Ella no habría los ojos y amasaba con sus dedos de la mano izquierda la espesa cabellera de su marido. Era un ritual matutino que se repetía a diario. No hablaban y se dejaban sentir el uno al otro para revivir las experiencias de la noche anterior. Después, Pilar abría lentamente los ojos y decía con voz muy sensual. “Vamos a desayunar”. Le cogía la mano y lo llevaba a la cocina. Andaban juntos un caminito corto que llegaba a la sala de estar de su pequeña casa. Ella se ponía un vestido blanco con flores bordadas de percal, descalza pisaba con fuerza y determinación el piso de terracota, entraba en la cocina y ponía dos platos con tortillas calientes, frijoles refritos, salsa de chipotle y moronga. Comían en silencio y Marcelino, entre chasquido y chasquido, veía con asombro la forma voraz de Pili engullendo los tacos de sangre cuajada. “Amor—le decía Marcelino—, ¿por qué siempre desayunamos moronga?”. Marcelino, ya sabes que mi padre es carnicero y siempre nos trae la morcilla para que nos alimentemos bien y estemos sanos. No querrás hacerle un desprecio a mi padre, ¿verdad?
Marcelino sólo se resignaba a seguir con el hábito, pues le parecía que era la mejor forma de mantener las buenas relaciones con su mujer y que, en realidad, a cambio de soportar esa comida que lo hartaba y le estropeaba el desayuno, podía gozar del sexo matutino y de las apasionadas noches con los favores y atenciones de la mujer más deseada de todo el barrio. Está bien, mi amor—contestaba Marcelino— con una mirada de niño regañado, mientras Pilar le ponía el dedo índice en los labios para que no hablara en la mesa. Se habían casado hacía tres meses y la fuerza de la pasión no los había abandonado ni un segundo. Era por eso que salían como dos tórtolos a pasear un rato por las calles empedradas. Saludaban con cordialidad a los vecinos y frente a los hombres María del Pilar se arrimaba con fuerza a su esposo para darles a entender que estaba atada a su hombre y que le era fiel. En realidad, toda la gente los miraba con gusto y deseaban, muy en el fondo, poder disfrutar alguna vez de un amor así. Marcelino sonriente saludaba con una inclinación de cabeza mientras ella flexionaba un poco las rodillas como si fuera una princesa. Tres veces por semana Marcelino asistía a las reuniones de una imprenta dónde se discutía sobre las publicaciones que debían salir a la luz con presteza y en los plazos establecidos.

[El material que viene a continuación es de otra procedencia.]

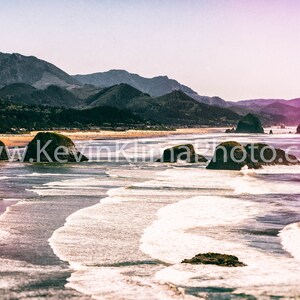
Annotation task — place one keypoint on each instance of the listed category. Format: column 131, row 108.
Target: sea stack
column 182, row 152
column 3, row 151
column 52, row 147
column 249, row 124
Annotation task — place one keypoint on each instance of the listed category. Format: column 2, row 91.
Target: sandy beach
column 19, row 140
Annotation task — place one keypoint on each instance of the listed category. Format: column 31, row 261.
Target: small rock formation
column 228, row 156
column 233, row 156
column 260, row 154
column 230, row 130
column 52, row 147
column 218, row 259
column 3, row 151
column 249, row 124
column 182, row 152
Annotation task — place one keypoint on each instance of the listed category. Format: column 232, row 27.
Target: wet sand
column 19, row 140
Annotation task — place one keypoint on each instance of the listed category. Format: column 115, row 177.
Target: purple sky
column 235, row 49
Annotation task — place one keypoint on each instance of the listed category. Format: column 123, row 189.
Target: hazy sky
column 235, row 49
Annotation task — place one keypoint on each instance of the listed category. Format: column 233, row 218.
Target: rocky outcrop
column 230, row 130
column 52, row 147
column 218, row 259
column 233, row 156
column 182, row 152
column 3, row 152
column 228, row 156
column 260, row 154
column 249, row 124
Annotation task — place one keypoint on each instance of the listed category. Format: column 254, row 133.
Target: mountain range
column 17, row 68
column 27, row 80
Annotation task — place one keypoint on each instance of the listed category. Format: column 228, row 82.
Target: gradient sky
column 235, row 49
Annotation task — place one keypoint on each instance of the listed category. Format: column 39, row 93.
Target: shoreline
column 21, row 140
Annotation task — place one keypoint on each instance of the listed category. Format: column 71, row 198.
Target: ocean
column 119, row 228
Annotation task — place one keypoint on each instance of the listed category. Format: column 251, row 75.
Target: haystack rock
column 52, row 147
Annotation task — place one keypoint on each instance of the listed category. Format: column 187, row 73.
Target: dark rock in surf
column 260, row 154
column 218, row 259
column 52, row 147
column 229, row 156
column 182, row 152
column 249, row 124
column 232, row 130
column 233, row 156
column 3, row 152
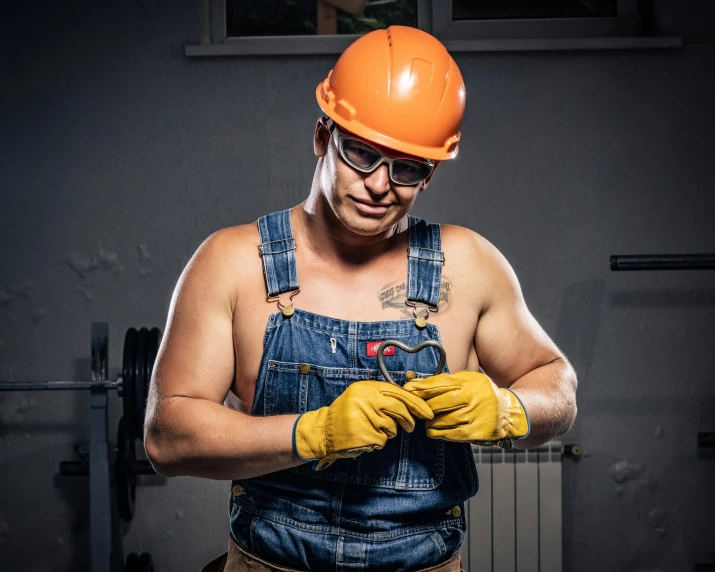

Cuando terminaban las largas discusiones, cogía algunos ejemplares que le pudieran interesar a su mujer y se los llevaba para leérselos en las tardes de los fines de semana.
Gracias al amor y cuidado de su cónyuge Marcelino había embarnecido. Se había puesto muy fuerte y era inagotable. Mucha de la fuerza que adquiría la derrochaba complaciendo a su esposa por las noches, además trabajaba mucho en la casa y el jardín, parecía tener la energía de dos jornaleros.
Un día escuchó una conversación en la que dos de sus vecinos, un escritor renombrado y un artista, se quejaban de la desaparición de sus personajes y modelos.
—Pues, así como lo oye, mi querido amigo Gabrielito—decía el muralista famoso—, desaparecieron de mis cuadros todos los niños. No me quedó ninguno. Se llevaron hasta mi imagen de escuincle mocoso en la que aparezco junto a la Catrina y mi mujer.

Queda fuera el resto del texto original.